Is it possible to “prepare” input from cin?

Question

In his answer, specifically in the linked Ideone example, @Nawaz shows how you can change the buffer object of cout to write to something else. This made me think of utilizing that to prepare input from cin, by filling its streambuf:

#include <iostream>
#include <sstream>
using namespace std;

int main(){
        streambuf *coutbuf = cout.rdbuf(cin.rdbuf());
        cout << "this goes to the input stream" << endl;
        string s;
        cin >> s;
        cout.rdbuf(coutbuf);
        cout << "after cour.rdbuf : " << s;
        return 0;
}

But this doesn't quite work as expected, or in other words, it fails. :| cin still expects user input, instead of reading from the provided streambuf. Is there a way to make this work?

Answer 1

#include <iostream>
#include <sstream>

int main()
{
    std::stringstream s("32 7.4");
    std::cin.rdbuf(s.rdbuf());

    int i;
    double d;
    if (std::cin >> i >> d)
        std::cout << i << ' ' << d << '\n';
}

Answer 2

Disregard that question, while further investigating it, I made it work.

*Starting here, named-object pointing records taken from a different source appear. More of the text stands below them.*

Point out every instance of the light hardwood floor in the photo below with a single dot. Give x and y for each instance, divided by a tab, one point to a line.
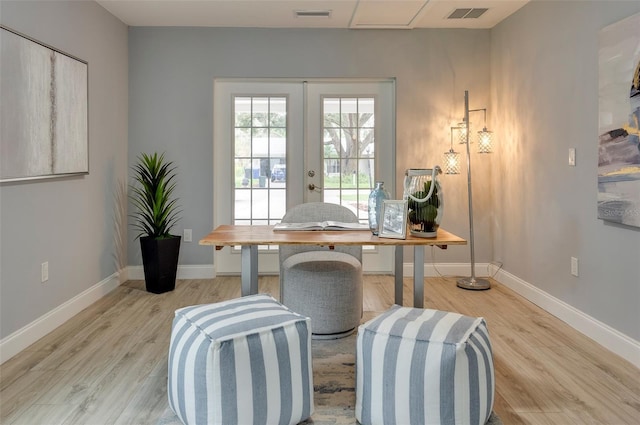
107	365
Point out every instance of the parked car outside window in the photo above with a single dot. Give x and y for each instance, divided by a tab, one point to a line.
279	172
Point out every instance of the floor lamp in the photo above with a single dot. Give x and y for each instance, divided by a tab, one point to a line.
451	157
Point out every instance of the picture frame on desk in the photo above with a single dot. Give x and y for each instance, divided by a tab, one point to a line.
394	219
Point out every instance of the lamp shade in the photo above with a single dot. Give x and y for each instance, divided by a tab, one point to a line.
485	139
451	162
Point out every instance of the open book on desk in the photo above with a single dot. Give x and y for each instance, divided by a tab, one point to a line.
320	225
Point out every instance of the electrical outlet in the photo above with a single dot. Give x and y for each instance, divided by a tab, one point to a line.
572	157
44	271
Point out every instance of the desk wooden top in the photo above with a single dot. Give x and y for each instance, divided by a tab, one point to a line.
230	235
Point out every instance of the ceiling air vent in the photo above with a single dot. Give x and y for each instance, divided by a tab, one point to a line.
467	13
312	13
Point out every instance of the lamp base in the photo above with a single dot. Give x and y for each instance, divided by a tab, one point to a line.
474	284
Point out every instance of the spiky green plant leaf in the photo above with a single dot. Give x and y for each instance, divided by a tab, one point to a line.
156	210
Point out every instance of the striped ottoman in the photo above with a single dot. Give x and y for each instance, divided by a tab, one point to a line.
242	361
417	366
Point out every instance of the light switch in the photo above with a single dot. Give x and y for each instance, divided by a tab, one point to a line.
572	157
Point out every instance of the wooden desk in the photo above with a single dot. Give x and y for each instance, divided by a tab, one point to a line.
249	237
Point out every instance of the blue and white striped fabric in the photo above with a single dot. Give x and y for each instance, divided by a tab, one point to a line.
418	366
244	361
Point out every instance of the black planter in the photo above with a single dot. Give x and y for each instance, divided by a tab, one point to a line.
160	260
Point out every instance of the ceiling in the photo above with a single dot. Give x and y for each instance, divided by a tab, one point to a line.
354	14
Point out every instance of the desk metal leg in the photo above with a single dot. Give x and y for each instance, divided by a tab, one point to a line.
418	276
398	272
249	271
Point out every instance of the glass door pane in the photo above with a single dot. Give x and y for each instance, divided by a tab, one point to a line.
260	159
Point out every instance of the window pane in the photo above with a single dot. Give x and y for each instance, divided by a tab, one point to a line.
260	139
349	154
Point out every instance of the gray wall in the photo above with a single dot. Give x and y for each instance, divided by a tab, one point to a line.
171	96
68	222
545	97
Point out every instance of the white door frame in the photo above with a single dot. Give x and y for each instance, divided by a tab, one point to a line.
228	261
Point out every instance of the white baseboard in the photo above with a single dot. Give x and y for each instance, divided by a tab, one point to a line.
24	337
204	271
613	340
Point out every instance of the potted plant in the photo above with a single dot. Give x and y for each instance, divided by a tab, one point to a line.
425	202
156	212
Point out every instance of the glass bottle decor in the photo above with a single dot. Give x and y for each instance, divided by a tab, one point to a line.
376	197
425	203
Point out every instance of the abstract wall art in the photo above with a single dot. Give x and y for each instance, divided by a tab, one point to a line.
43	110
619	119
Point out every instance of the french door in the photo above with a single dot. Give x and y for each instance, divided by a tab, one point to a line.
278	143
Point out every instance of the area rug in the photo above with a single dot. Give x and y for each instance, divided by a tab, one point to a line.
334	385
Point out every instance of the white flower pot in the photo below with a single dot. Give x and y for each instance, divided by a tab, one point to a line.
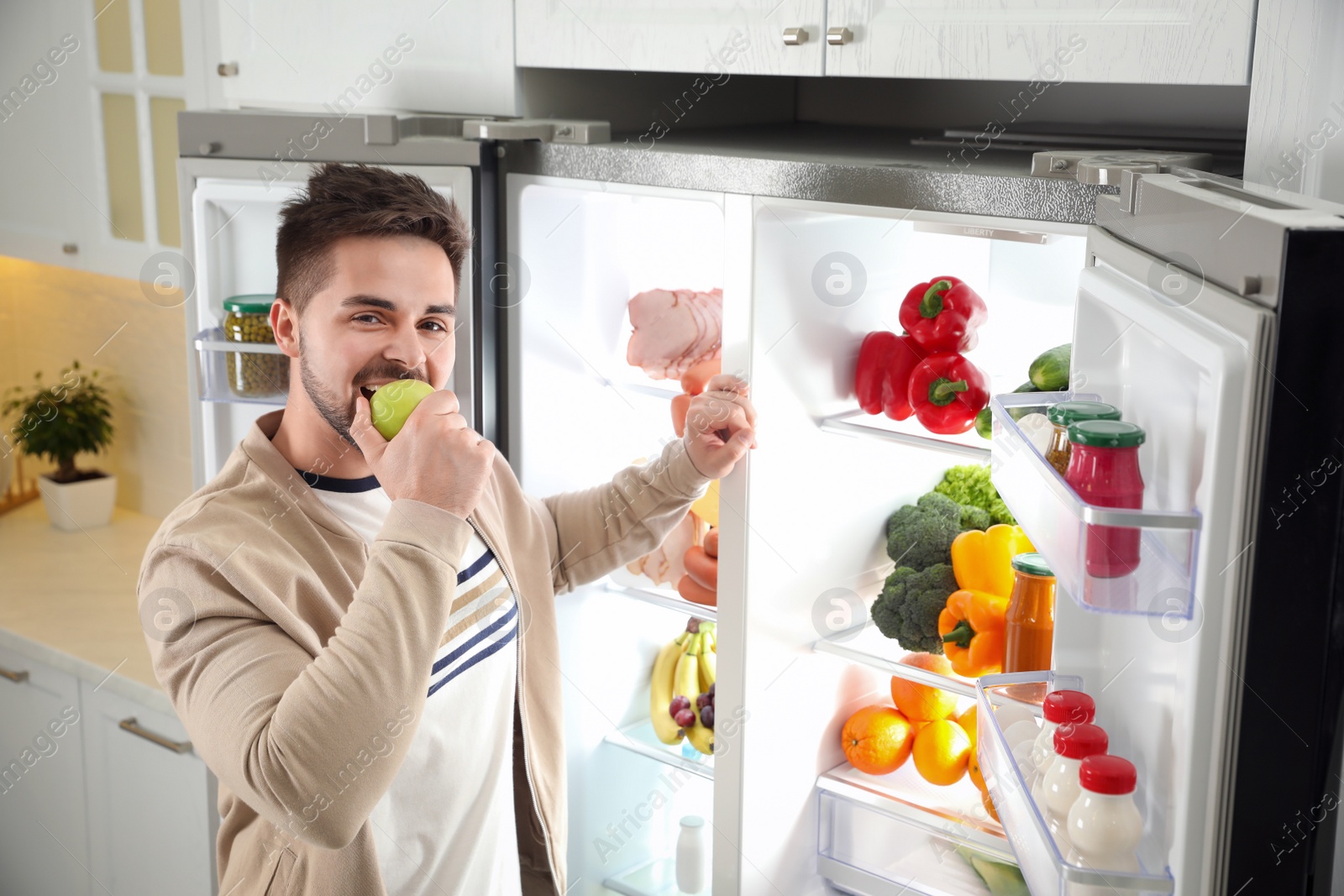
80	506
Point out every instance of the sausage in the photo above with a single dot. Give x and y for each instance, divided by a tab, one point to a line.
689	589
702	567
680	405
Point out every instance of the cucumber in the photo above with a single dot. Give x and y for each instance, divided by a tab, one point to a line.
1050	371
985	423
1018	412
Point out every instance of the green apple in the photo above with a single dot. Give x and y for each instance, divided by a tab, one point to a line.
394	402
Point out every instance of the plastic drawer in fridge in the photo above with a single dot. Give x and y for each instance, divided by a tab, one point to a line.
1015	699
1070	532
874	852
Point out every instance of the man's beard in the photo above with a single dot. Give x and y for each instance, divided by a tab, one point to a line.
340	417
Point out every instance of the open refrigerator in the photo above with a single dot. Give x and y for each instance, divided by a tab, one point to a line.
1205	309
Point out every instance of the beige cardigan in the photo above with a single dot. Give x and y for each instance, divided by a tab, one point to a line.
299	656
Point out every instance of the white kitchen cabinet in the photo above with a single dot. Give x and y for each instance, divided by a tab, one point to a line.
721	38
150	805
85	192
1205	42
425	55
44	846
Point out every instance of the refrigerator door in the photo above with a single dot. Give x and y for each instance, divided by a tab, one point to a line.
230	217
1256	671
578	411
1189	363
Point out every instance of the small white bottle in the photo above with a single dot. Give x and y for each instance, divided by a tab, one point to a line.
692	856
1059	707
1059	788
1104	824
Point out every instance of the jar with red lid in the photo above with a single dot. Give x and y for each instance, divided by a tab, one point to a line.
1104	470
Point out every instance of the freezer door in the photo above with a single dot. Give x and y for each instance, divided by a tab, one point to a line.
1189	363
230	217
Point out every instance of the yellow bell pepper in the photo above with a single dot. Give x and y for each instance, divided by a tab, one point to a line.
972	627
707	506
983	560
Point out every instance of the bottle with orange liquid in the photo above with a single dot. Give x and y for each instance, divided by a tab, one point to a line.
1030	631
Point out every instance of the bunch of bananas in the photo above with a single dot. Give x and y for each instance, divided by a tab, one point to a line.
682	692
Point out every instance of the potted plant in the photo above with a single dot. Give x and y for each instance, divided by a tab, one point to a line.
60	422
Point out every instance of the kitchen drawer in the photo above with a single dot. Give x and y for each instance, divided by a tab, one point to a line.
873	851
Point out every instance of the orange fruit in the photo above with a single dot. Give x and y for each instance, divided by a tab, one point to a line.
921	701
941	752
978	777
990	805
877	739
968	721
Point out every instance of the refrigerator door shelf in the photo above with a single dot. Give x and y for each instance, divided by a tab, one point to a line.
214	378
214	340
867	647
655	878
664	598
640	739
1058	524
1042	864
875	846
969	445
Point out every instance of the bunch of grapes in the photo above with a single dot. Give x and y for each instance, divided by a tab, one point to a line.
685	715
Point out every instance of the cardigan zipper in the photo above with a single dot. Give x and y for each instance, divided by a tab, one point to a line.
522	710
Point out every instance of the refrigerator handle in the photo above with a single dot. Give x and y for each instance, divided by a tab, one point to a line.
550	130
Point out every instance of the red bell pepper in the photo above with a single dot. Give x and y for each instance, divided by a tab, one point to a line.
944	315
882	375
947	391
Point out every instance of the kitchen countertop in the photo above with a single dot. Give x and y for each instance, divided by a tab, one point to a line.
71	598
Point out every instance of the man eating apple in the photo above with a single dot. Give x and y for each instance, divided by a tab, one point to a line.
362	638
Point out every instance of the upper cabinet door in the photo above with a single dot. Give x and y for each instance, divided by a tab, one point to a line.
429	55
1045	40
719	38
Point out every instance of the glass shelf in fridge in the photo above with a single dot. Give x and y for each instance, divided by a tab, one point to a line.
656	878
874	841
638	738
1042	864
968	445
1059	523
664	598
867	647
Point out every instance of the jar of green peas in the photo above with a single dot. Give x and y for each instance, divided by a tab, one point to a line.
259	374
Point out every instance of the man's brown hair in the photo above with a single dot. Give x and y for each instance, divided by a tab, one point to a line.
360	201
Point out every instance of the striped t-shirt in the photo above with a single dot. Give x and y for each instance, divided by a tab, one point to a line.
445	824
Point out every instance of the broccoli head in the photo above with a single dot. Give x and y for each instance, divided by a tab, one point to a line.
969	484
920	535
909	605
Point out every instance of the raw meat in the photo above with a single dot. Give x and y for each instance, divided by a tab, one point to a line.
665	564
675	331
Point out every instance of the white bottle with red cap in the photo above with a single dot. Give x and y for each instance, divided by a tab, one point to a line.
1059	788
1104	824
1059	707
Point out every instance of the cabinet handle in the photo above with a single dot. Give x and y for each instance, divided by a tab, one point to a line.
18	678
176	746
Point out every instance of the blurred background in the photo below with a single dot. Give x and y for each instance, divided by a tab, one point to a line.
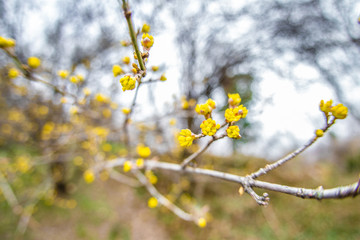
282	56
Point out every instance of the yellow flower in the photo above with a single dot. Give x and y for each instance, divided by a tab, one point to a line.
201	222
151	177
140	162
203	109
126	60
211	103
127	166
143	151
234	99
74	79
13	73
117	70
145	28
127	83
234	114
126	111
34	62
325	107
319	133
186	137
147	41
339	111
209	127
89	176
152	202
63	73
163	78
233	132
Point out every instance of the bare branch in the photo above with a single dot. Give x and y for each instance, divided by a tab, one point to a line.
351	190
278	163
200	151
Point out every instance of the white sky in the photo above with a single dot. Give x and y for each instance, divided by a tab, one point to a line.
283	111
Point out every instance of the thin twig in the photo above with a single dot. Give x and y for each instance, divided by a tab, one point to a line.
351	190
187	160
269	167
127	14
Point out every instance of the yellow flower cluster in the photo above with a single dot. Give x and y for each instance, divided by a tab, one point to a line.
145	28
143	151
234	114
206	109
201	222
186	137
339	111
325	107
233	132
209	127
234	99
319	133
63	73
127	82
147	41
152	202
34	62
7	42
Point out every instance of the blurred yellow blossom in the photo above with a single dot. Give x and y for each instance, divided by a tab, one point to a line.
145	28
117	70
13	73
209	127
143	151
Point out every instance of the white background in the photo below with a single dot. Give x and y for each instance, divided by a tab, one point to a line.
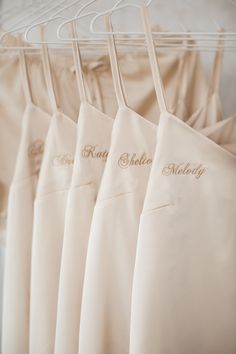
194	15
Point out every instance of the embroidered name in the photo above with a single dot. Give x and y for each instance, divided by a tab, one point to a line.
63	160
128	160
36	148
91	151
184	169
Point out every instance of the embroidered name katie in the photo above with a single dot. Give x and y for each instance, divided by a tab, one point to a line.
184	169
91	151
127	160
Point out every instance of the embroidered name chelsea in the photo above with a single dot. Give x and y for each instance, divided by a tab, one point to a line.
128	160
183	169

What I did was actually the other way around than planned; I provided cin a streambuf to read from instead of filling its own.

#include <iostream>
#include <sstream>
#include <string>
using namespace std;

int main(){
  stringstream ss;
  ss << "Here be prepared input for cin";
  streambuf* cin_buf = cin.rdbuf(ss.rdbuf());
  string s;
  while(cin >> s){
    cout << s << " ";
  }
  cin.rdbuf(cin_buf);
}

Though it would still be nice to see if it's possible to provide prepared input without having to change the cin streambuf directly, aka writing to its buffer directly instead of having it read from a different one.